The tactic involves placing and then quickly canceling buy or
sell orders to falsely create the impression of high demand or
supply. The three men are accused of using the tactic to
manipulate futures on metals such as gold, silver, platinum and
palladium between 2008 and 2016.
Attorneys for the defendants did not reply to a request for
comment on Thursday.
Spoofing was outlawed in 2010 when Congress passed the
Dodd-Frank Act after the financial crisis. Since then,
prosecutors have argued that earlier instances constituted
fraud.
The racketeering statute, a federal law enacted in 1970 to take
down the mafia, is rarely used to prosecute corporate crime. It
allows prosecutors to charge a group of individuals, including
those indirectly involved in alleged wrongdoing, on the basis
they participated in a "criminal enterprise."
Better Markets, a Washington nonprofit that advocates for
stronger financial regulation, called the case a "potential
gamechanger" because the racketeering statute would allow
prosecutors to seek harsh sentences if the defendants are
convicted.
In addition to racketeering and conspiracy, Nowak faces 13 other
charges including fraud, spoofing and attempted market
manipulation, and Smith faces 11 additional charges.
Christopher Jordan, a trader who left JPMorgan in 2009, has also
been charged and will be tried separately.
The trial before a jury is expected to take around five weeks.
Prosecutors are expected to call three former traders as
cooperating witnesses, all of whom have separately pleaded
guilty to related charges.
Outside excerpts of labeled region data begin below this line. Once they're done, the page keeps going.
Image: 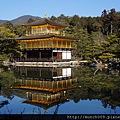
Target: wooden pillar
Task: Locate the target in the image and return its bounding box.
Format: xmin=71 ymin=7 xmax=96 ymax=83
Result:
xmin=52 ymin=50 xmax=53 ymax=62
xmin=39 ymin=51 xmax=41 ymax=59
Alleged victims of the scheme may
also take the stand, according to court papers.
Commodities manipulation and in particular spoofing have become
a major focus of the Justice Department, which has brought
several other cases in recent years, including against NatWest
and former traders at Deutsche Bank and UBS.
JPMorgan also agreed in 2020 to pay more than $920 million and
admitted to wrongdoing to settle with the DOJ and Commodity
Futures Trading Commission over the conduct of the traders who
have pleaded guilty or are facing trial.